The Hedaya Capital Group provided a $350,000 factoring facility to a children’s accessories, toys and activewear company to support a renewed importing focus. The company sells to specialty beach stores as well as major off-price retailers such as Burlington and TJ Maxx.
In 2022, the company began importing its own products, developed by the founder’s wife and targeted to young girls, under a proprietary brand. However, growing tariff uncertainty caused the company to pause imports, cancel orders and put the business on hiatus in 2025.
Given this year’s steadier supply chain and tariff assurance, the owner is re-establishing the business and beginning to import product from China once again. Needing working capital to rebuild inventory, a mutual friend in the industry introduced the company owner to Hedaya Capital’s senior advisor Louis Barone.
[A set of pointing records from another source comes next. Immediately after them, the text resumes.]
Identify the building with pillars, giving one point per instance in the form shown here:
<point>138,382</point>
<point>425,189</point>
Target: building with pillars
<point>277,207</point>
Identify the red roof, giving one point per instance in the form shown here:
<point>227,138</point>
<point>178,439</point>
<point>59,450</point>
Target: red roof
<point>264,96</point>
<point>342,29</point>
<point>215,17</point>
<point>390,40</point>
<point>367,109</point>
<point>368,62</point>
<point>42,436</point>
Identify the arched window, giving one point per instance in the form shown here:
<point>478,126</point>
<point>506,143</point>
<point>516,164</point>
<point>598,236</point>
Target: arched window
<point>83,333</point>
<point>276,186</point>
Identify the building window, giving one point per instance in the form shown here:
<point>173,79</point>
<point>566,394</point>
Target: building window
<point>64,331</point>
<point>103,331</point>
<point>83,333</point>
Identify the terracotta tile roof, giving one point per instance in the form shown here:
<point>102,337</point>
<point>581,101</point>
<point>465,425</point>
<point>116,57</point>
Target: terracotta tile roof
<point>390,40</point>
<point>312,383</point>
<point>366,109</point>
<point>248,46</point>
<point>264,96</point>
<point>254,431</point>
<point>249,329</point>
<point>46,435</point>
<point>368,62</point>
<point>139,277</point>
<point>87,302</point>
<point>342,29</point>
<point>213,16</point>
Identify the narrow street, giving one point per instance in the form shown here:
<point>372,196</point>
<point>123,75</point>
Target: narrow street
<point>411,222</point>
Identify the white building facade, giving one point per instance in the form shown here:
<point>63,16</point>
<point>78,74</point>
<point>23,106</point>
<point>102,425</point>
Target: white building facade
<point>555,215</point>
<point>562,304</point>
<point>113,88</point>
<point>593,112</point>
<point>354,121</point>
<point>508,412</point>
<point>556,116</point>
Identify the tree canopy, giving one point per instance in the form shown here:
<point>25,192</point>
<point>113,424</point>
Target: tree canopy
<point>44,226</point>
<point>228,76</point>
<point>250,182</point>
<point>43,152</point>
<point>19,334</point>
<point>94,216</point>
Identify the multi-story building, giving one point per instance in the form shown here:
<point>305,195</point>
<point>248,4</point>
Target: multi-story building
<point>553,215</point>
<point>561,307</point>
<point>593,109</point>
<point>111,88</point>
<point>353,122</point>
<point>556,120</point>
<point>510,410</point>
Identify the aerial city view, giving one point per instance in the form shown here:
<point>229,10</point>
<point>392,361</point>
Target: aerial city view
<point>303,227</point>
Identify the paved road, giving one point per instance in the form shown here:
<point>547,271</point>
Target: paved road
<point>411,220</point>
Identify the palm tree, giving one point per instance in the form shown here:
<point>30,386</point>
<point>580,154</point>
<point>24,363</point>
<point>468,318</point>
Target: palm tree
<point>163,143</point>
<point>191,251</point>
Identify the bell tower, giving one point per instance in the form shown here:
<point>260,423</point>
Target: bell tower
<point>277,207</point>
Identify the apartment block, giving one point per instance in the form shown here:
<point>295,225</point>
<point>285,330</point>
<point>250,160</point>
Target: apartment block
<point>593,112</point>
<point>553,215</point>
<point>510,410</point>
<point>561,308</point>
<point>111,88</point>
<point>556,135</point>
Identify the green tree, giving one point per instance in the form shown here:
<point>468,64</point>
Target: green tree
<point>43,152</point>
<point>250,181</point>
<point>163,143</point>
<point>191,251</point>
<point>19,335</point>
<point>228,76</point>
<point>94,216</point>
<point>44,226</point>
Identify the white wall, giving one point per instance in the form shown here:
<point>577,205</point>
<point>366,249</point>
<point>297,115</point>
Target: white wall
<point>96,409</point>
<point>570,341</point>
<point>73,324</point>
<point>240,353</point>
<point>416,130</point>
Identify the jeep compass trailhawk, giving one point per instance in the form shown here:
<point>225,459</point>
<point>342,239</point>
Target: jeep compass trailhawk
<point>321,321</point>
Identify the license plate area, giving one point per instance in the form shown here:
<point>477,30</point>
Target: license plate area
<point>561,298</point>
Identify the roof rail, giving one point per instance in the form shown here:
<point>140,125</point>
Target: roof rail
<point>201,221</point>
“We were impressed with this company’s product focus and the founder’s story, and we’re happy to provide assistance with its reboot,” Barone said. “Providing steady cash flow will be key for this company as they navigate overseas supply chain challenges, global economic uncertainty and new tariff laws.”
The new facility will enable the company to leverage accounts receivable for continued import inventory purchases to provide new products to its retail outlets. Backed by Hedaya’s funding, the company is well-positioned for future growth and is projecting $1 million in sales for 2026.